Selon Louise Beaudoin, la génération qui a porté le projet indépendantiste aurait « échoué à transmettre aux plus jeunes le goût du pays ».

Ces mots laissent croire que les baby-boomers seraient en quelque sorte responsables du dépérissement de l'idée. Je crois plutôt que loin d'être dû à « l'échec » d'une génération, le déclin de l'option indépendantiste tient simplement au fait que la société a changé.

Les conditions qui avaient donné naissance au mouvement souverainiste - l'infériorité linguistique et économique des Canadiens-français - ont disparu, grâce notamment à la loi 101, à l'élévation de la scolarité et à l'émergence d'une classe d'entrepreneurs, grâce aussi au Parti québécois lui-même, qui a souvent été « un bon gouvernement ».

Comment peut-on dire que les souverainistes ont échoué à transmettre leur idéal, alors qu'au contraire, ils ont tout fait et tout essayé pour faire avaler à la majorité un projet dont elle n'a jamais vraiment voulu ?

On a commencé par changer le vocabulaire. Les premiers indépendantistes, comme Marcel Chaput, parlaient de « séparatisme ». Le Rassemblement pour l'indépendance nationale (RIN) a choisi un vocable plus positif : l'indépendance. Le PQ a opté pour le terme rassurant, mais vague de « souveraineté ». Lévesque, lui, se faisait encore plus lénifiant : il privilégiait le concept de « souveraineté-association », avec un trait d'union.

Après l'échec de 1980, le PQ s'est converti au nationalisme civique, dans l'espoir d'amener les anglophones et les immigrants à voter pour un idéal qui n'intéressait, au fond, que les Canadiens-français. Cela n'a pas marché.

Le PQ est donc revenu au nationalisme ethnique, ou identitaire si l'on préfère, avec l'idéologie du « nous » (versus les autres), et la Charte de la laïcité. Cela n'a pas marché, comme on vient de le voir.

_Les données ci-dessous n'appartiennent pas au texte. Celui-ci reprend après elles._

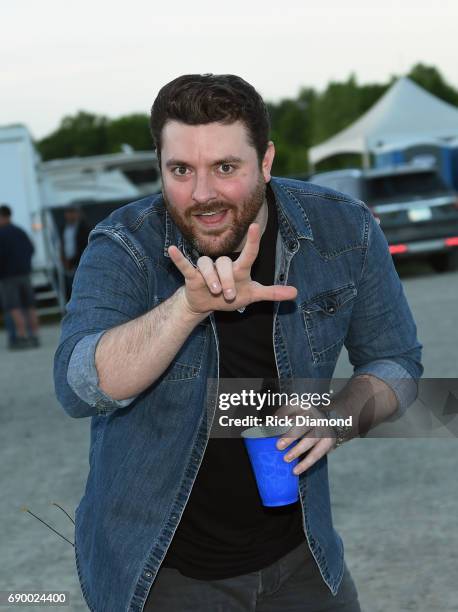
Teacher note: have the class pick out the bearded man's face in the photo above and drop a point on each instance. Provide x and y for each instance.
(212, 184)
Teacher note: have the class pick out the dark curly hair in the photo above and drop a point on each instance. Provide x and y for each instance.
(197, 99)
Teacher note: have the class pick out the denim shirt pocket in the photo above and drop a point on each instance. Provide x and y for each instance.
(326, 318)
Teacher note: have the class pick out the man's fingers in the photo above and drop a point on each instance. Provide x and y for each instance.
(180, 261)
(319, 450)
(273, 293)
(224, 267)
(251, 247)
(207, 269)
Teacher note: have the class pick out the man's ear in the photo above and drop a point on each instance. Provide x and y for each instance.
(267, 161)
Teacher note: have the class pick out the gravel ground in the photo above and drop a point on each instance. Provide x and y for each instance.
(395, 501)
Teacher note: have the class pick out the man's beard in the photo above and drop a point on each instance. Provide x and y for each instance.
(243, 215)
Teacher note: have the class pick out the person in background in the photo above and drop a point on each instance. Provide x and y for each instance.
(73, 242)
(16, 250)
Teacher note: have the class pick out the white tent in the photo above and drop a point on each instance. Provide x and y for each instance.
(405, 112)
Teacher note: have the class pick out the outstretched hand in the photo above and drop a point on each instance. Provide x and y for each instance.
(224, 284)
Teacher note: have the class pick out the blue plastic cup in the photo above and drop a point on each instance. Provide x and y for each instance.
(277, 485)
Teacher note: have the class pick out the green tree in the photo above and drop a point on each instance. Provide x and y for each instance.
(81, 135)
(130, 129)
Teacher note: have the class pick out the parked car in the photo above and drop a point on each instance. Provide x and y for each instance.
(417, 211)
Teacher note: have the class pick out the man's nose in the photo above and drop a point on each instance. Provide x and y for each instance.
(203, 189)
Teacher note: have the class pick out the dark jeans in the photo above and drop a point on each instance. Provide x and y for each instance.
(292, 584)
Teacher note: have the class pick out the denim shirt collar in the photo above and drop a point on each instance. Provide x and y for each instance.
(292, 222)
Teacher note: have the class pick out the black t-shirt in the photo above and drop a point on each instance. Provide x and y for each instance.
(225, 530)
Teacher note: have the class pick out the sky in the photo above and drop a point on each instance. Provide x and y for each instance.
(111, 58)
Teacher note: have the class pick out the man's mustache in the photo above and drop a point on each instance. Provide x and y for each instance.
(211, 207)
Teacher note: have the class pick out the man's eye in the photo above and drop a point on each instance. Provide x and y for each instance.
(226, 168)
(180, 171)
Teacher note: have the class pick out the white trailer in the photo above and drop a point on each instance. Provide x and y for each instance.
(21, 184)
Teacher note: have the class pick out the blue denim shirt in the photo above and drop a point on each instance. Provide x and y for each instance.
(146, 450)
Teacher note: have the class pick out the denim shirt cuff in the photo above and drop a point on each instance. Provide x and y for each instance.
(395, 376)
(83, 378)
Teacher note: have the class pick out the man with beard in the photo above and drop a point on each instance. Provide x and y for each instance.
(230, 273)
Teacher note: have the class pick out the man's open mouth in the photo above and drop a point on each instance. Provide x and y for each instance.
(211, 218)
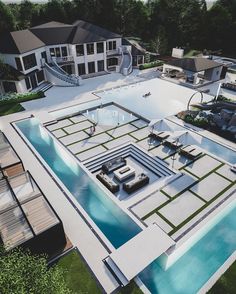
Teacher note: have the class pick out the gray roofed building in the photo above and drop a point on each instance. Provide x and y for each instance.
(19, 42)
(194, 64)
(96, 29)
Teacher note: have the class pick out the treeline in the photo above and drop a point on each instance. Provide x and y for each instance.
(162, 24)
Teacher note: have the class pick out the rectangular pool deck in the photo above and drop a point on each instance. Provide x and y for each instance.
(179, 207)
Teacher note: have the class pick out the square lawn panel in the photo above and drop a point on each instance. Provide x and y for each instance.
(155, 218)
(149, 204)
(120, 131)
(178, 185)
(78, 127)
(60, 124)
(162, 151)
(91, 153)
(227, 172)
(140, 123)
(141, 134)
(181, 208)
(209, 187)
(89, 143)
(203, 166)
(119, 141)
(75, 137)
(78, 118)
(59, 133)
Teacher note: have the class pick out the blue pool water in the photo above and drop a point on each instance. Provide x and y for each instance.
(110, 115)
(115, 224)
(191, 271)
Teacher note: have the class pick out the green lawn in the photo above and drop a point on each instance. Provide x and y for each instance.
(10, 108)
(80, 280)
(227, 283)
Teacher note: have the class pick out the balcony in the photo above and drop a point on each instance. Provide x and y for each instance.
(64, 59)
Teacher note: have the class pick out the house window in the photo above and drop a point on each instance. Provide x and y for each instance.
(111, 45)
(90, 49)
(52, 52)
(112, 61)
(40, 76)
(27, 82)
(58, 52)
(91, 67)
(44, 55)
(81, 69)
(29, 61)
(9, 87)
(79, 50)
(140, 59)
(100, 48)
(100, 65)
(18, 63)
(64, 51)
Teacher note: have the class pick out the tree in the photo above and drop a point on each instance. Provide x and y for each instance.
(7, 20)
(22, 272)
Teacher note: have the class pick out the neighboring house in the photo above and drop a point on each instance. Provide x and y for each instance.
(59, 53)
(137, 51)
(195, 70)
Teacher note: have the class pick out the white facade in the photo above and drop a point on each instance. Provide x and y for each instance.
(68, 57)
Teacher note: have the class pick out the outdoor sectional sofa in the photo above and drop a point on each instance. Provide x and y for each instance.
(107, 182)
(113, 164)
(137, 183)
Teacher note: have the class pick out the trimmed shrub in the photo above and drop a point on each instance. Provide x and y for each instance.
(151, 64)
(19, 97)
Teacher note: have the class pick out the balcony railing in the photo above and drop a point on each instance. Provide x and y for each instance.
(64, 59)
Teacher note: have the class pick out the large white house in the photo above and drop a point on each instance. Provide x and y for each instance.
(60, 54)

Le PQ a exploité tout ce qu'il pouvait trouver de croche au Canada anglais, gratté ad nauseam la plaie causée par le rejet de Meech (un accord que le PQ jugeait risible au départ), provoqué mille et une guerres de clochers avec le fédéral, dans le but de déclencher un sursaut nationaliste qui paverait la voie à un référendum gagnant. Cela n'a pas marché.

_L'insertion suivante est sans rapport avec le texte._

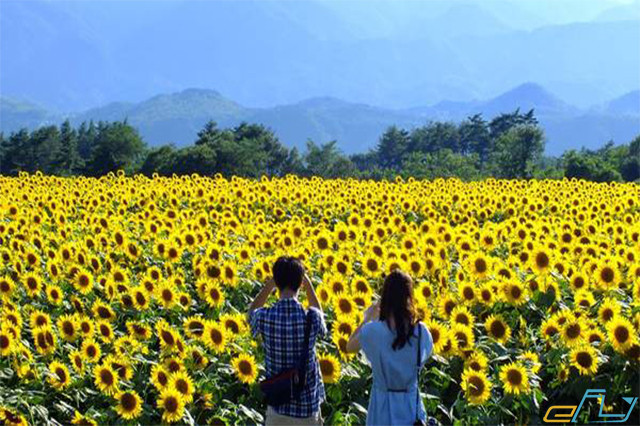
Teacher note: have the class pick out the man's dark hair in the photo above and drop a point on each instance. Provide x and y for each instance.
(287, 273)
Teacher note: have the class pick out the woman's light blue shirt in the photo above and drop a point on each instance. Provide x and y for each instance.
(393, 370)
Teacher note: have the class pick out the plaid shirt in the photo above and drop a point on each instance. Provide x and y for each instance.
(282, 329)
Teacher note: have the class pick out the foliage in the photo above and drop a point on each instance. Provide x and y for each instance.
(518, 286)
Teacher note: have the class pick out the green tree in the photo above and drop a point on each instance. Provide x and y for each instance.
(67, 160)
(327, 161)
(517, 152)
(392, 147)
(441, 164)
(475, 137)
(118, 146)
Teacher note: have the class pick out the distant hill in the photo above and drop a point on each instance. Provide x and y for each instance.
(15, 114)
(73, 55)
(177, 117)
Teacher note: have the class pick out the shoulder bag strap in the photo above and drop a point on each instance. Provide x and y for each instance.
(418, 374)
(304, 358)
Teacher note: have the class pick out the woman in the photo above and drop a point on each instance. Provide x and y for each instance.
(390, 343)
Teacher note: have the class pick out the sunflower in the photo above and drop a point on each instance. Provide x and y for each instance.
(159, 377)
(181, 382)
(515, 378)
(54, 294)
(214, 294)
(7, 287)
(476, 386)
(58, 375)
(477, 362)
(194, 326)
(44, 339)
(583, 299)
(531, 360)
(621, 333)
(468, 292)
(344, 305)
(344, 325)
(579, 281)
(105, 331)
(462, 315)
(245, 367)
(514, 292)
(479, 265)
(7, 342)
(329, 368)
(106, 379)
(141, 298)
(166, 295)
(171, 404)
(129, 404)
(584, 358)
(234, 323)
(68, 327)
(607, 274)
(83, 281)
(371, 266)
(214, 336)
(77, 361)
(609, 309)
(32, 284)
(497, 328)
(573, 331)
(549, 328)
(438, 334)
(463, 336)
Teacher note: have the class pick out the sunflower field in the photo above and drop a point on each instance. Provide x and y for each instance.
(123, 299)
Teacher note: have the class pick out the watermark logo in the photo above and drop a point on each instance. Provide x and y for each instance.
(569, 413)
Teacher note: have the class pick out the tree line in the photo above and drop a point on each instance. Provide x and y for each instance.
(510, 145)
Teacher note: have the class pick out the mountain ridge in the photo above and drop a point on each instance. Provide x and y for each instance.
(177, 117)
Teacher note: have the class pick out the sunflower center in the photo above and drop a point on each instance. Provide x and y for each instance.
(607, 274)
(514, 377)
(128, 401)
(584, 359)
(326, 367)
(62, 375)
(106, 377)
(171, 404)
(182, 386)
(498, 329)
(481, 266)
(542, 260)
(573, 331)
(245, 367)
(476, 386)
(216, 336)
(168, 337)
(345, 306)
(622, 334)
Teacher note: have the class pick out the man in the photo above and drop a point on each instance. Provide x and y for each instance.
(282, 329)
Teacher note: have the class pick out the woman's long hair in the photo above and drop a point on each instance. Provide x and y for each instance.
(397, 303)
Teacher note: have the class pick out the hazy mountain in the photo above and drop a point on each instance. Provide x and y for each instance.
(177, 117)
(628, 104)
(399, 54)
(16, 114)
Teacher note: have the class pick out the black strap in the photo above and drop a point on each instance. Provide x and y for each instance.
(418, 375)
(304, 358)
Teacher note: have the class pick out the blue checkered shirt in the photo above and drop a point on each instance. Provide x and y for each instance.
(282, 329)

Même la loi sur la clarté, dont le gouvernement Bouchard espérait qu'elle mette le feu aux poudres, n'a suscité aucune colère, même pas l'ombre d'une manif. Les sondages ont montré que la majorité était d'accord avec les exigences de la loi, et Jean Chrétien a réalisé peu après son meilleur score au Québec !

Le PQ a penché tantôt à gauche, tantôt à droite, jamais trop loin du centre. Rien n'a réussi à triompher des réticences de la majorité envers l'idée d'indépendance.

Le PQ a essayé les arguments économiques avec les Parizeau et les Landry, il a essayé le lyrisme et le romantisme avec la myriade d'artistes engagés, il a essayé la persuasion par le charisme (Lévesque, Bouchard), il a essayé les remontrances et la culpabilisation, comme le font encore aujourd'hui Gilles Vigneault et Jean Dorion, qui affirment que c'est parce qu'ils ont « peur de leur ombre » (dixit Dorion) que les Québécois résistent à l'idée de rompre avec le Canada.

Mieux encore, grâce aux enseignants et aux communicateurs qui leur étaient acquis en grand nombre, les souverainistes ont réussi à faire de leur idéal l'idéologie dominante au Québec.

La souveraineté, malgré qu'elle ait échoué à tous les tests que la réalité lui a fait subir, a dominé pendant 40 ans la vie intellectuelle et artistique du Québec. C'était un tour de force que de faire d'une option minoritaire la seule qui soit, dans les cercles distingués, politiquement correcte. Cela non plus n'a pas marché.

On voit mal quelle stratégie le PQ pourrait dorénavant utiliser pour amener la majorité à son option.